Note that you cannot use this by itself to ignore accents but not case. For that, you need to use the colCaseLevel (kc) setting.

maxVariable

<key name="kv" description="Collation parameter key for maxVariable, the last reordering group to be affected by ka-shifted" since="25">
    <type name="space" description="Only spaces are affected by ka-shifted" since="25"/>
    <type name="punct" description="Spaces and punctuation are affected by ka-shifted (CLDR default)" since="25"/>
    <type name="symbol" description="Spaces, punctuation and symbols except for currency symbols are affected by ka-shifted (UCA default)" since="25"/>
    <type name="currency" description="Spaces, punctuation and all symbols are affected by ka-shifted" since="25"/>
</key>

This specifies which characters are to be variable collation elements, which are affected by the colAlternate (ka) setting. In my previous article on this, I always talked about “whitespace and punctuation”, but as you can see here, other groups of characters can also be considered.

Let’s look at an example:

create collation a (provider = icu, locale = 'und-u-ka-shifted');
create collation b (provider = icu, locale = 'und-u-ka-shifted-kv-currency');

select * from (values ('death'), ('deluge'), ('de luge'), ('de$luge')) _(x)
    order by x collate a;
    x
---------
 de$luge
 death
 de luge
 deluge

select * from (values ('death'), ('deluge'), ('de luge'), ('de$luge')) _(x)
    order by x collate b;
    x
---------
 death
 de luge
 de$luge
 deluge

Note how in the first example, the currency character $ sorts like a non-variable character, before the character a, while in the second example, it is affected by the same variable treatment as the space character.

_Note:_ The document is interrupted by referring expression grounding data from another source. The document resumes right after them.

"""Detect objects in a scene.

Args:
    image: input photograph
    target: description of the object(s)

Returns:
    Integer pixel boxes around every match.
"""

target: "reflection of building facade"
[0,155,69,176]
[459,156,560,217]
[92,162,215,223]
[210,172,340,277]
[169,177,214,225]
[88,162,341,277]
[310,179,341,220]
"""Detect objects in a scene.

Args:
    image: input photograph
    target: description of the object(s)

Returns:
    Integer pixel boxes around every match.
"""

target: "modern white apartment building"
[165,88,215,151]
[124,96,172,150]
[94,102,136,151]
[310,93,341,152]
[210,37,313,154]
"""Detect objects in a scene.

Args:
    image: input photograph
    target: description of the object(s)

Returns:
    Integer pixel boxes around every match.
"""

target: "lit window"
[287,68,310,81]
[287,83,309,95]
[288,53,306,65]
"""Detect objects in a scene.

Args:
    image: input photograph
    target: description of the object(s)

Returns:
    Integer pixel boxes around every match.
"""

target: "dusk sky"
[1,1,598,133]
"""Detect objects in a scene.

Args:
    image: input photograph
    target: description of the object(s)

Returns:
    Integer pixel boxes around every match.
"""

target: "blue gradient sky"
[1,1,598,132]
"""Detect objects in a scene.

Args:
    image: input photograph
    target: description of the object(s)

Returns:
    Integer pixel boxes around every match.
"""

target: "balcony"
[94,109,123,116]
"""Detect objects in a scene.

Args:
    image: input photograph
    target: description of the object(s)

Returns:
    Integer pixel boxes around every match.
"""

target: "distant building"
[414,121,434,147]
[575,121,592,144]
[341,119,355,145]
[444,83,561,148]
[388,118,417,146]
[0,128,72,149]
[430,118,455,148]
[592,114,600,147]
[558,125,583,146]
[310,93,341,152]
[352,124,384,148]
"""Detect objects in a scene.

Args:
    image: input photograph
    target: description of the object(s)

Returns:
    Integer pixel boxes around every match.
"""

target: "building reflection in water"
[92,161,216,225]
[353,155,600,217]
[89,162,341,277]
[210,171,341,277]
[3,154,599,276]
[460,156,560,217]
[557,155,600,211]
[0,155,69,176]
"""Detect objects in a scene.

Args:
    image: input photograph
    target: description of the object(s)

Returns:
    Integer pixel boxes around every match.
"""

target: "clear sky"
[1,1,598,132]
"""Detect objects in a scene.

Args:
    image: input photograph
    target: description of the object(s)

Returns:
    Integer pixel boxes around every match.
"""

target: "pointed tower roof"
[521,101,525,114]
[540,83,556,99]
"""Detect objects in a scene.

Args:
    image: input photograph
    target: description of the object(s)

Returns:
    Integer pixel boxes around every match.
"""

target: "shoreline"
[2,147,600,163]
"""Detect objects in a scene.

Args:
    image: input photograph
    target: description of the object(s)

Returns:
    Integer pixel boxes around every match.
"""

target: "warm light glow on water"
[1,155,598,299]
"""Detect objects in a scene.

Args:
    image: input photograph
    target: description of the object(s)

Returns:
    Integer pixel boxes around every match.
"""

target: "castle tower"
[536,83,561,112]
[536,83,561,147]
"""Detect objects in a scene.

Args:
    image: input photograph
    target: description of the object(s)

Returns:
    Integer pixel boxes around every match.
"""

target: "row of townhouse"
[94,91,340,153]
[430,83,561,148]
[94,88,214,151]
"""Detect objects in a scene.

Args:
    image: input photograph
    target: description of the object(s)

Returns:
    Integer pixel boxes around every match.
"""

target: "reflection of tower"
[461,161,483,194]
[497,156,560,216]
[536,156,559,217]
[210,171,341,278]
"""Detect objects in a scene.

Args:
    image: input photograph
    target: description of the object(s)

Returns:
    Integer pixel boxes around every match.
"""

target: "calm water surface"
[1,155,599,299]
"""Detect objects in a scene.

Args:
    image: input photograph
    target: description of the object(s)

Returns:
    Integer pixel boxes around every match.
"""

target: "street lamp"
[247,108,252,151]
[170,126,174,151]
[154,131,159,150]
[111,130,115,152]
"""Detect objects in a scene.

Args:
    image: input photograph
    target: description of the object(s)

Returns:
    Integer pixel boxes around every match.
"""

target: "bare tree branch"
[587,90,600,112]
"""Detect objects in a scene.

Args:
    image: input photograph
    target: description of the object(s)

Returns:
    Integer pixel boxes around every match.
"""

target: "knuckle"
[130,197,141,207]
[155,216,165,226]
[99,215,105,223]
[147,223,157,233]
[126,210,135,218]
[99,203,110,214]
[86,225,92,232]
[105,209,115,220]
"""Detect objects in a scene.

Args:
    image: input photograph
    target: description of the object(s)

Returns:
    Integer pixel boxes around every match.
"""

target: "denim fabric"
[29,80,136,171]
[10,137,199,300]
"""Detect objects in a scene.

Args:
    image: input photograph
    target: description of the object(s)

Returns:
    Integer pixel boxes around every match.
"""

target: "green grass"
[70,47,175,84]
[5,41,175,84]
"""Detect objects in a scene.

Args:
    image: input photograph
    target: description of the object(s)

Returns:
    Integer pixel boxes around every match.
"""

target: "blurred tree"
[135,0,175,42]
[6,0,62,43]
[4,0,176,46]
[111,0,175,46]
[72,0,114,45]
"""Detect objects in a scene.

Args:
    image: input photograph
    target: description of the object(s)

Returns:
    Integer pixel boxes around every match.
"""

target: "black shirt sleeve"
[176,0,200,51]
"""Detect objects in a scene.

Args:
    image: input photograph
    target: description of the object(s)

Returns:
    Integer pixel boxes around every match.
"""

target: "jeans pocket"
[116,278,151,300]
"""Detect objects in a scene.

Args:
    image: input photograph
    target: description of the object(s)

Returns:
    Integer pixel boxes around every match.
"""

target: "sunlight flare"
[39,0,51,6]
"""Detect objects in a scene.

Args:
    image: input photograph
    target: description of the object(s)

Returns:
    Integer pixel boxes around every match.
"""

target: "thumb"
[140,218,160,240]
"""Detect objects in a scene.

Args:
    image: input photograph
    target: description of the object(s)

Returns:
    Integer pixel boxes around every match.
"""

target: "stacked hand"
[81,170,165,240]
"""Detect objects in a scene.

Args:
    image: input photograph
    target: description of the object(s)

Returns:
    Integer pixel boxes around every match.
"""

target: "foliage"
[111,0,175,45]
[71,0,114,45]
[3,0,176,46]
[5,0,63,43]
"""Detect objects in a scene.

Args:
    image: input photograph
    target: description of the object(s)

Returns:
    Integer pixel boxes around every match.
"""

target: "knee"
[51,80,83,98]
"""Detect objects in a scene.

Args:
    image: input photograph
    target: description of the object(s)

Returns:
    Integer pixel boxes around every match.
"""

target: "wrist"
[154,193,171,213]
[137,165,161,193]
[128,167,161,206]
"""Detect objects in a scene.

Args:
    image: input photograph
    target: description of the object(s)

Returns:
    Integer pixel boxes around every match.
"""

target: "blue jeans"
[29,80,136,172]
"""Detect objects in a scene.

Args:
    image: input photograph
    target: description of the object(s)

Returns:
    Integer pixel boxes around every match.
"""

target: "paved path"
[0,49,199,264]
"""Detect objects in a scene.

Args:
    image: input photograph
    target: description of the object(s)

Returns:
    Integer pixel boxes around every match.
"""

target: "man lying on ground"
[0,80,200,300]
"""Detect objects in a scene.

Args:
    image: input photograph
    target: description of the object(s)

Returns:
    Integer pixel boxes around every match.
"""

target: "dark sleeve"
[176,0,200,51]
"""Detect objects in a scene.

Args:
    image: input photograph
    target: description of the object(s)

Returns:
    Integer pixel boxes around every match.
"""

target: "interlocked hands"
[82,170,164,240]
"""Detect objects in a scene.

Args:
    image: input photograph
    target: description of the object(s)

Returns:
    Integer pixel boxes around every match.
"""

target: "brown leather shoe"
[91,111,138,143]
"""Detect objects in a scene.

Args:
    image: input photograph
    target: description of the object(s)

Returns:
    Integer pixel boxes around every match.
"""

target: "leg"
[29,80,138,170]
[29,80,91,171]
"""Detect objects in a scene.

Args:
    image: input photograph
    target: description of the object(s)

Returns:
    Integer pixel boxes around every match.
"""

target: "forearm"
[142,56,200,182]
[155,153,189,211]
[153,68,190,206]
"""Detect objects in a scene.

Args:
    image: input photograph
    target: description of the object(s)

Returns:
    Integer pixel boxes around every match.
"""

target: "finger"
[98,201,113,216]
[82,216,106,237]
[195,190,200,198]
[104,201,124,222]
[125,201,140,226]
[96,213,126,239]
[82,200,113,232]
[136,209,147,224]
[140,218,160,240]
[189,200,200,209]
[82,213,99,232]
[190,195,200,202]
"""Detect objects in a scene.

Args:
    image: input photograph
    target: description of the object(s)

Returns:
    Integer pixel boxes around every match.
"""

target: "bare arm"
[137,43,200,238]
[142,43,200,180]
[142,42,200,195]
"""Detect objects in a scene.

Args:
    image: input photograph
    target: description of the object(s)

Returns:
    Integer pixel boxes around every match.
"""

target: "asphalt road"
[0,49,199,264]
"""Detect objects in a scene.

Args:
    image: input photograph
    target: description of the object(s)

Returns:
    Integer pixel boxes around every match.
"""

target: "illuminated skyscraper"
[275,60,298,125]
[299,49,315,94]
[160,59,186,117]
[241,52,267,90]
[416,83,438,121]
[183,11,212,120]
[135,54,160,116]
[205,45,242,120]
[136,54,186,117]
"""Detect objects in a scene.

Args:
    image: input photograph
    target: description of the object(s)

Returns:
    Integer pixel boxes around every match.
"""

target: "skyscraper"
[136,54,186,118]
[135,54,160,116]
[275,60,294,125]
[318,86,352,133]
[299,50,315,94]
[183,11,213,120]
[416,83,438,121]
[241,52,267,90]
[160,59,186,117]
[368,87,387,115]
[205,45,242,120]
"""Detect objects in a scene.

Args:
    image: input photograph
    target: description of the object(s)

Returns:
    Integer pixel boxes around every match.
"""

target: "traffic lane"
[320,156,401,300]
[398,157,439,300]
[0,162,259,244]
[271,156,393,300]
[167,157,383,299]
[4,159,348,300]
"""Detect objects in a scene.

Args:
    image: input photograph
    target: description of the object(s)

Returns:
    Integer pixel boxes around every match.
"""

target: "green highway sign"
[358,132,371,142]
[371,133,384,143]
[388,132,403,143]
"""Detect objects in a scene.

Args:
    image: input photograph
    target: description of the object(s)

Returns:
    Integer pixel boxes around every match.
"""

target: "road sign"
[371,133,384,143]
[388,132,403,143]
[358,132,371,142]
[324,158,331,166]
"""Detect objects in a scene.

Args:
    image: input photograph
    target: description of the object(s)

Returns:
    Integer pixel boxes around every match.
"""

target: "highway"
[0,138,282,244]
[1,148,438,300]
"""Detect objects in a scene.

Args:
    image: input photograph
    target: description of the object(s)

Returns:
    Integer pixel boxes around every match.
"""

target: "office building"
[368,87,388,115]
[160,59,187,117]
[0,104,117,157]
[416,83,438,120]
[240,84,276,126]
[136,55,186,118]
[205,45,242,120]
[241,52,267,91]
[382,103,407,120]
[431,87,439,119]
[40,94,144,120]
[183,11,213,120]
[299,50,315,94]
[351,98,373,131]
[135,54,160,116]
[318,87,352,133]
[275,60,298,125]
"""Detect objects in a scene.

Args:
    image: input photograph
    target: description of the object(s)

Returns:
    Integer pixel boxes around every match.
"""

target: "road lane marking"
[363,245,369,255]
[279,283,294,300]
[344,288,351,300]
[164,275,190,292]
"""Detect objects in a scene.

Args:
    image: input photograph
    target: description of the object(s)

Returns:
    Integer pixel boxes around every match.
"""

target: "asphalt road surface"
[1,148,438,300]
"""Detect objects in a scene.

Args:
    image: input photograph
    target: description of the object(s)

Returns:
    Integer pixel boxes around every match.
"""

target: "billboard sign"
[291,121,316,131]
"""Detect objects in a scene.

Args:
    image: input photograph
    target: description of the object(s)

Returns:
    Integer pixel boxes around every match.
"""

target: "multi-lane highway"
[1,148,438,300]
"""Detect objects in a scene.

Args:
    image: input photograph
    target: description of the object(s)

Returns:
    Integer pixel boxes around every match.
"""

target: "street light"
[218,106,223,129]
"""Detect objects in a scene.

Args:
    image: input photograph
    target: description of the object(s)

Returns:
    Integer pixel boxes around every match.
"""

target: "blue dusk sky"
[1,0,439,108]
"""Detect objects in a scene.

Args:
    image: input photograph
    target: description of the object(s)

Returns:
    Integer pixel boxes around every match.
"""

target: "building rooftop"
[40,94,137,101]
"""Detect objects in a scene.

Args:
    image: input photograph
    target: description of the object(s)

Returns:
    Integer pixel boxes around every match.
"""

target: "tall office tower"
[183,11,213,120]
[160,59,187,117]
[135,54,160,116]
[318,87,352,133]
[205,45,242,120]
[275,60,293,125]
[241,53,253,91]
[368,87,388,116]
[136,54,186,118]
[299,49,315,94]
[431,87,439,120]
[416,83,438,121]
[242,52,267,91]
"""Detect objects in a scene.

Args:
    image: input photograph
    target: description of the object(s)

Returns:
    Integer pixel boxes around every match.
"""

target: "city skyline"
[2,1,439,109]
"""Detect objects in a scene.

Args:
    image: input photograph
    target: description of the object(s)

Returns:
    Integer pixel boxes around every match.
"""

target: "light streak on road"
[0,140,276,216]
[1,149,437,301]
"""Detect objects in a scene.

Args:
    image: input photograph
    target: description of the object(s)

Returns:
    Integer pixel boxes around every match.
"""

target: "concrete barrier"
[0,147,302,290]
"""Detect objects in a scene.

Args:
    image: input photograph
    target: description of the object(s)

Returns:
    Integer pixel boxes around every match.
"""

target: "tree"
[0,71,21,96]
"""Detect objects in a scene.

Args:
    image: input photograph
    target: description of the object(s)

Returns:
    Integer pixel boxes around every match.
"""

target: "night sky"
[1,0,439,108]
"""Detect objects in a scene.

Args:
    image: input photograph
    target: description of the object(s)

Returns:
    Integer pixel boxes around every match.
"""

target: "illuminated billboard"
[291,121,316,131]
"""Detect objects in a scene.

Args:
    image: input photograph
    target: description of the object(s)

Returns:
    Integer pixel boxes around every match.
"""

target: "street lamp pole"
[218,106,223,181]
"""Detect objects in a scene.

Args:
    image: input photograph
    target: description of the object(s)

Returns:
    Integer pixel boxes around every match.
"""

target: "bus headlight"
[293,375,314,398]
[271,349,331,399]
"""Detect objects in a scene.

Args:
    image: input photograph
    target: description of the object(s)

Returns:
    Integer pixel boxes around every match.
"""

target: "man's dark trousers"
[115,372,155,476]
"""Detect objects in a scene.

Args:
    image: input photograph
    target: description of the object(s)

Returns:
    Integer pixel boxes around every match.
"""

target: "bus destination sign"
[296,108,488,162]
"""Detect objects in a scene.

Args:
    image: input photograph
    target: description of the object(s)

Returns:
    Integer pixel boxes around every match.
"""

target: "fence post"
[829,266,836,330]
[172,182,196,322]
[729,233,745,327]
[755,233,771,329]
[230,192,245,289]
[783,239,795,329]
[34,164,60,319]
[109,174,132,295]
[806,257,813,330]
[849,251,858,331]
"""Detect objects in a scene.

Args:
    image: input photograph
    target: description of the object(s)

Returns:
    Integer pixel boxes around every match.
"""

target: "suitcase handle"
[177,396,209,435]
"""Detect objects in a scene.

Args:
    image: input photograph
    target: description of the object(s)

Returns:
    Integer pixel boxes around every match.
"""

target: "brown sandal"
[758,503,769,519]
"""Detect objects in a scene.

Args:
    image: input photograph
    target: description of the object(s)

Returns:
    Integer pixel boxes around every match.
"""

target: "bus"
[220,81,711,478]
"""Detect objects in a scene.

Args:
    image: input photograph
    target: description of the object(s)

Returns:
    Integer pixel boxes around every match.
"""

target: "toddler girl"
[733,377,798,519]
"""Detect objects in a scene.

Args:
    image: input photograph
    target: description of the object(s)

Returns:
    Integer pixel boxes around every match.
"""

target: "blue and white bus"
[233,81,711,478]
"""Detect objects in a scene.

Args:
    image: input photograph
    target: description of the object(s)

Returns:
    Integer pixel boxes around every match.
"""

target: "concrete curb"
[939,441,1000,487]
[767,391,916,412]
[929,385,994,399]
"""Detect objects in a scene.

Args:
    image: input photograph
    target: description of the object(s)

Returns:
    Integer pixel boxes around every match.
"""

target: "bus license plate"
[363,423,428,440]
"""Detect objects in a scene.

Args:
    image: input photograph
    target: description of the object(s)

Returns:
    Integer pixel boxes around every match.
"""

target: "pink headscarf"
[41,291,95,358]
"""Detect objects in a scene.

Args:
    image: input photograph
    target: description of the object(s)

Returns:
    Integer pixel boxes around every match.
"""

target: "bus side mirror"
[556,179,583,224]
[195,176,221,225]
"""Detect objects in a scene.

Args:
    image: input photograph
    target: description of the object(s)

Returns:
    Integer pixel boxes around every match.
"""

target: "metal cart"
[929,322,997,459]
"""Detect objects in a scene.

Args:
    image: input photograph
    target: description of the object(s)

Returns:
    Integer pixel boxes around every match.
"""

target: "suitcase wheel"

By default, spaces and punctuation are treated as variable in CLDR, whereas UCA also treats symbols as variable by default.

variableTop

<key name="vt" deprecated="true" description="Collation parameter key for variable top" valueType="multiple" alias="variableTop">
    <type name="CODEPOINTS" description="The variable top (one or more Unicode code points: LDML Appendix Q)"/>
</key>

This is a deprecated alternative to maxVariable where instead of specifying variable characters by group names, you select the variable characters by specifying that all characters with a primary weight below a certain value (the “top”) should be variable. This is clearly less convenient than the alternative, so it is deprecated.

Summary

Here is a summary of the discussed collation settings, ignoring the officially deprecated ones:

Alias	Key	Description
colAlternate	ka	alternate handling
colBackwards	kb	backward collation weight
colCaseLevel	kc	case level
colCaseFirst	kf	ordering by case
colNormalization	kk	normalization
colNumeric	kn	numeric handling
colReorder	kr	reorder codes
colStrength	ks	collation strength
maxVariable	kv	last reordering group to be affected by ka-shifted

As mentioned at the beginning, I will look at the (non-parametric) collation/co settings in another article in the future.